Notre seconde étape, c’était Glasgow. On a campé dans la bibliothèque où Maman et Papa avaient bâti une forteresse de livres pour y dormir. Son toit avait tenu, et j’y ai trouvé le livre de Freeman. C’était un des motifs de notre passage dans la ville, outre trouver un bateau à récupérer et à réparer pour rentrer chez nous. J’ai cet ouvrage sur les genoux en ce moment, sous les toutes dernières pages où j’écris. C’est un bel ouvrage sur la science – que nous avons perdue – et l’espoir – que nous avons gardé. Il y en a une bonne part qui m’échappe, mais ce que j’en saisis me réjouit et m’attriste à la fois. Ça concerne l’esprit autant que la science, et la vie, pas seulement l’humanité – son étrangeté, sa ténacité, sa capacité à s’adapter dans presque toutes les circonstances. Comme nous à notre meilleur, en fait. Il s’intitule L’Infini dans toutes les directions, et j’y ai appris que l’autre nom du premier Freeman, c’était Dyson. Je vois en quoi il a inspiré les Freemen à essayer de donner vie aux ordinateurs avant notre disparition. Même s’ils ont dû échouer, j’estime qu’essayer les rendait humains. Et je pense que cet homme m’aurait plu.

 

La vie sur les îles est identique et différente à celle sur la terre ferme. Plus rieuse, et plus prudente. Ayant visité les ruines de ton monde, je ressens comme jamais la fragilité de la vie, mais aussi sa splendeur. Jip et moi allons voyager davantage. Peut-être pas seuls. Peut-être que Joy nous accompagnera, avec Jess.

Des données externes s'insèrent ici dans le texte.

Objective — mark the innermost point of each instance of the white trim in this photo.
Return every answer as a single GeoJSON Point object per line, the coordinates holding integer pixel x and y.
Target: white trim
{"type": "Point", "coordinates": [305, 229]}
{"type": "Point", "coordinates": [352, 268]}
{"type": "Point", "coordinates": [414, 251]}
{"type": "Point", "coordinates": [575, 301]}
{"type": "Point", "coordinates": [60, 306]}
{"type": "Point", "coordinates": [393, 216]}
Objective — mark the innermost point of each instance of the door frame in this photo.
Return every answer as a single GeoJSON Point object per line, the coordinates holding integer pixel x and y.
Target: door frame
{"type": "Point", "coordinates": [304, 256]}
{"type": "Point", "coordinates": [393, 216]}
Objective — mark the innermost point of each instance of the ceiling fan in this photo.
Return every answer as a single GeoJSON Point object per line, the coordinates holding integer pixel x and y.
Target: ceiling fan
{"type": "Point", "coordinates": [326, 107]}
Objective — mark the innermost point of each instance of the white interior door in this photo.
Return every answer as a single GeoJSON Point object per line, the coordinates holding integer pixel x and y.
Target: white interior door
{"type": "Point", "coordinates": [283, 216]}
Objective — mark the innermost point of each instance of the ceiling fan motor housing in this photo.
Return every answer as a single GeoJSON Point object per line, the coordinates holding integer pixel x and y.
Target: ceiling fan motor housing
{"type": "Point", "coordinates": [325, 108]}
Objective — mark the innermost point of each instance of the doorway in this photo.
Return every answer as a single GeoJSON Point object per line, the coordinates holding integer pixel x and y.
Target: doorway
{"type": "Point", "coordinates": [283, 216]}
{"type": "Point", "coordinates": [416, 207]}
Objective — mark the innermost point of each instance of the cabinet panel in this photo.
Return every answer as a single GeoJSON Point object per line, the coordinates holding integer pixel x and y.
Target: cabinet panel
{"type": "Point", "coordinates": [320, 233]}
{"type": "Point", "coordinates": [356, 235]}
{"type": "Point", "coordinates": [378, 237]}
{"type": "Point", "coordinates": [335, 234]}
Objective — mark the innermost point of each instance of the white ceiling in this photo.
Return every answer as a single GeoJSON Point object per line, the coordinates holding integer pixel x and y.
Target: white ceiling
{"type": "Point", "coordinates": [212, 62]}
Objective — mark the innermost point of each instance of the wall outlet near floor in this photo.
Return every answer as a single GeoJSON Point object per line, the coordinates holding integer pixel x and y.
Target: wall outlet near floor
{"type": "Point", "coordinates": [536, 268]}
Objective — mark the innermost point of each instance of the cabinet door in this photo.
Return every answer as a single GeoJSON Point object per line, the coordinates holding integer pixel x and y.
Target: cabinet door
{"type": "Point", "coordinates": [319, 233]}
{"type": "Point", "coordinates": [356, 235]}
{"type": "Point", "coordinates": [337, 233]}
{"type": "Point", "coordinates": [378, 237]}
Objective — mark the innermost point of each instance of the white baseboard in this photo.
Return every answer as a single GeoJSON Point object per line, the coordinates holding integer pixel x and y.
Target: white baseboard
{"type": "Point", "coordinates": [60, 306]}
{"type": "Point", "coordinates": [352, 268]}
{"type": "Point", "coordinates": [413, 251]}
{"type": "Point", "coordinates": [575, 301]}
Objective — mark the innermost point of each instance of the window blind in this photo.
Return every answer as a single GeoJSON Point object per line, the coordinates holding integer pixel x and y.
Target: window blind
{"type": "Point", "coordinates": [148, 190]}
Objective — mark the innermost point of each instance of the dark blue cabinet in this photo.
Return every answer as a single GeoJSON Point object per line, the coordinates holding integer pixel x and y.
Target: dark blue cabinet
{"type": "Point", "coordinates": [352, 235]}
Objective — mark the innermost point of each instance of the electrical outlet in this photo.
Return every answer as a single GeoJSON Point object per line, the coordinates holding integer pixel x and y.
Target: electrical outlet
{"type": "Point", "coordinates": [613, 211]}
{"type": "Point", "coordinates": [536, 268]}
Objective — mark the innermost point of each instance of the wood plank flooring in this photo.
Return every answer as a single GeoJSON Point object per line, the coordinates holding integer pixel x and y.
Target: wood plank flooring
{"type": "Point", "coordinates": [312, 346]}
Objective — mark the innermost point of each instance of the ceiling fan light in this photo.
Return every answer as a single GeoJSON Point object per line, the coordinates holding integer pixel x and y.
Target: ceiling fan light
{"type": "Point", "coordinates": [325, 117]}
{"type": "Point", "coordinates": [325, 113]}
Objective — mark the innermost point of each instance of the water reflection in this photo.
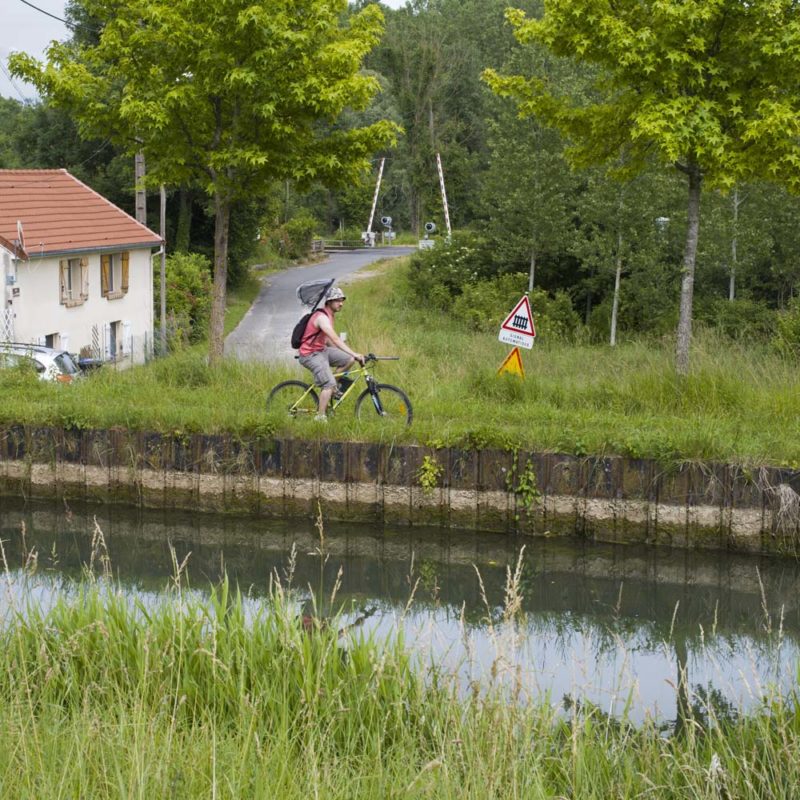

Je doute fort que les Prez débarquent un jour. Toutefois, je surveille l’horizon plus souvent qu’autrefois. Jip et moi, on trouve le temps d’aller au sommet de l’île presque quotidiennement et, par une belle journée, on a l’impression de voir à l’infini.

Joy dit que si je guette des voiles rouges, elles viendront du nord, et je lui réponds d’aller se faire cuire le cul.

Elle m’a aussi dit que personne ne connaît la fin de sa propre histoire, à part la toute fin, quand on meurt. Mais il ne me reste qu’une demi-page à remplir, et ensuite, ce livre sera terminé.

Je ne t’ai jamais expliqué pourquoi Brand et moi, on a arrêté de se parler avant que Joy me vole mon carnet, et là, je n’ai plus la place. Tant pis. Ce n’est peut-être pas aussi important que je le croyais sur le moment. Qu’on le croyait, lui et moi. Je n’en sais rien.

Mais sur ma dernière page blanche, j’écris ce que je sais.

Je sais que je suis coriace. Et que je suis stupide. Et futée. J’ai peur de plein de choses. J’essaie d’être courageuse. J’y parviens en général. Parfois, je passe tellement de temps à réfléchir que je ne fais rien. Parfois, je travaille si dur que j’oublie de manger. Parfois, j’oublie de planifier. Je me rue, j’agis de manière impulsive, sans penser aux conséquences. Je parle trop. Je ne dis pas toujours ce que je pense et je ne pense pas toujours ce que je dis. Je tue des trucs. Je fabrique des trucs. Je casse des trucs. Je cultive des trucs. Je me perds dans les histoires. Je m’y retrouve aussi. Je les lis parce que j’aime me perdre. Et j’ai écrit celle-ci parce que je me croyais perdue, pour de bon, à jamais. Et parce que je n’avais plus d’espoir ni de pouvoir et que j’étais toute seule, je me suis inventé un ami imaginaire et je lui ai parlé dans un monde que j’ai fait avec des mots.

Puis un livre m’a sauvée. Ce livre, parce que Joy l’a lu et qu’elle y a trouvé la vérité. Me voici donc, à écrire bien plus que je n’aurais imaginé le faire, jusqu’au bas de la dernière page.

Ce qui donne au tout un aspect élégant, ordonné, sauf que rien ne s’est passé comme prévu. Personne n’est parfait. Et surtout pas moi. Je suis comme toi. Un être humain. Qui se cramponne. Qui espère sa fin heureuse. Mais qui sait que ça se termine mal.

Jusqu’au jour où me voilà surprise par la joie.